Public trust in the food industry has dropped by 24 per cent, with 30 per cent of those polled now buying less processed meat and a quarter buying fewer ready meals with meat or choosing vegetarian options.
The survey, published today, also revealed that two-thirds of people do not think the Government has been giving enough attention to enforcing labelling laws, with half of consumers not confident that ingredient information is accurate.
It found that 44 per cent now spend more time looking at the ingredients label on meat products, with 83 per cent agreeing that country of origin labelling should be required on such items.
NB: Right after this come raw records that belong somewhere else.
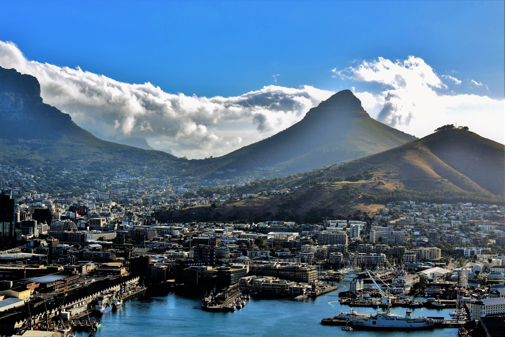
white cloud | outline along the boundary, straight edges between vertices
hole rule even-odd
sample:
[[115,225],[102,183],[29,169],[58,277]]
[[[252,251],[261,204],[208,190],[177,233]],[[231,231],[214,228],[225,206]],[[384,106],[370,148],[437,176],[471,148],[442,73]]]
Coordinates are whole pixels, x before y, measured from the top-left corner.
[[446,75],[439,77],[422,59],[410,56],[392,62],[379,58],[332,71],[344,79],[383,85],[380,92],[355,93],[371,116],[401,131],[423,137],[440,125],[457,123],[484,137],[504,142],[504,101],[473,94],[444,94],[448,86],[441,77],[456,84],[461,81]]
[[157,149],[190,158],[222,155],[271,135],[333,93],[269,85],[235,97],[175,94],[149,82],[28,61],[14,43],[1,41],[0,66],[37,77],[44,103],[98,137],[120,142],[145,137]]
[[451,76],[449,76],[448,75],[442,75],[441,77],[442,77],[442,78],[447,78],[448,79],[450,79],[450,80],[451,80],[452,81],[454,81],[454,82],[455,83],[456,83],[457,84],[461,84],[461,81],[460,81],[460,80],[458,79],[456,77],[453,77]]

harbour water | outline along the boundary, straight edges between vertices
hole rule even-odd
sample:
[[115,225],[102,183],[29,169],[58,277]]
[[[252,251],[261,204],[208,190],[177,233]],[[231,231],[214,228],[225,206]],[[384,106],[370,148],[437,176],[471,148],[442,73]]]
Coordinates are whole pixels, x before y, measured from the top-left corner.
[[[347,283],[348,284],[348,283]],[[343,284],[340,290],[345,290]],[[203,296],[169,293],[163,295],[137,297],[125,301],[123,307],[100,315],[102,327],[97,337],[133,336],[135,337],[171,337],[220,336],[223,337],[306,337],[352,335],[352,337],[431,337],[458,335],[458,329],[437,328],[410,331],[342,331],[340,326],[323,325],[322,318],[333,316],[350,308],[341,306],[338,291],[315,299],[294,301],[287,299],[254,298],[245,307],[234,312],[207,312],[200,309]],[[149,295],[149,294],[147,294]],[[376,309],[355,308],[358,312],[373,313]],[[394,308],[391,312],[404,315],[405,308]],[[453,309],[411,309],[413,316],[444,316]],[[87,333],[77,333],[78,337]]]

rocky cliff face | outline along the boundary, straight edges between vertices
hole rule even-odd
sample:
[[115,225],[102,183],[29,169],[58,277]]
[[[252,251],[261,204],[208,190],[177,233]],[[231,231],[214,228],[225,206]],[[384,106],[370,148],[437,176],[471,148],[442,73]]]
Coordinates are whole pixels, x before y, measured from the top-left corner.
[[110,168],[174,160],[165,152],[95,137],[68,114],[43,103],[36,78],[0,67],[0,164]]
[[30,75],[0,67],[0,131],[7,139],[56,140],[62,130],[80,129],[70,116],[42,103],[40,85]]
[[363,107],[361,101],[348,89],[338,91],[318,106],[313,108],[306,115],[306,118],[315,117],[323,114],[363,114],[363,117],[370,117]]

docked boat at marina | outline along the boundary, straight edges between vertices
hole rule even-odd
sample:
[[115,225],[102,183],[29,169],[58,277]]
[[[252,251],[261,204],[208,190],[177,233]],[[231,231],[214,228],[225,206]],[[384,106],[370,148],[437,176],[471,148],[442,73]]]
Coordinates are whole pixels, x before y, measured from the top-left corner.
[[98,302],[95,306],[95,310],[102,314],[112,310],[112,306],[108,295],[103,295],[98,298]]
[[121,298],[119,296],[113,298],[111,302],[112,303],[112,306],[116,309],[120,308],[123,306],[123,300],[122,300]]
[[405,316],[379,312],[368,317],[357,316],[349,320],[355,326],[378,329],[421,329],[432,328],[435,321],[424,317],[414,317],[407,310]]

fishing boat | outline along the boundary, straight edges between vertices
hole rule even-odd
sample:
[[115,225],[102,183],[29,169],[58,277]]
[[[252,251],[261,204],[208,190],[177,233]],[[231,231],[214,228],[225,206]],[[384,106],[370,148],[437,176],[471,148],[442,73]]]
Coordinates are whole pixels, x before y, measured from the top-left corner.
[[91,326],[95,330],[98,330],[102,326],[102,322],[99,319],[95,319],[91,321]]
[[433,302],[433,305],[435,307],[445,307],[445,305],[440,302],[440,300],[437,300],[436,302]]
[[435,321],[423,317],[414,317],[407,310],[405,316],[400,316],[387,312],[379,312],[369,317],[358,316],[349,320],[352,325],[374,329],[421,329],[432,328]]
[[108,295],[99,296],[98,302],[95,306],[95,310],[102,314],[105,314],[112,310],[111,301]]
[[112,299],[112,306],[117,309],[123,306],[123,300],[119,296]]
Confidence in food safety has also dropped, from nine in 10 feeling confident when buying products in the supermarket before the scandal broke to seven in 10 feeling confident now.
Which? executive director Richard Lloyd said: “The horse meat scandal exposed the need for urgent changes to the way food fraud is detected and standards are enforced.”
The findings come after supermarket Tesco yesterday withdrew a line of frozen meatloaf made in Northern Ireland after tests revealed it contained between two per cent and five per cent horsemeat.
It said it had pulled the 600g packs of Tesco Simply Roast Meatloaf made between October last year and January at Eurostock in Craigavon, Northern Ireland, from its shelves.
The supermarket said it was the fourth of its products to test positive for horsemeat contamination.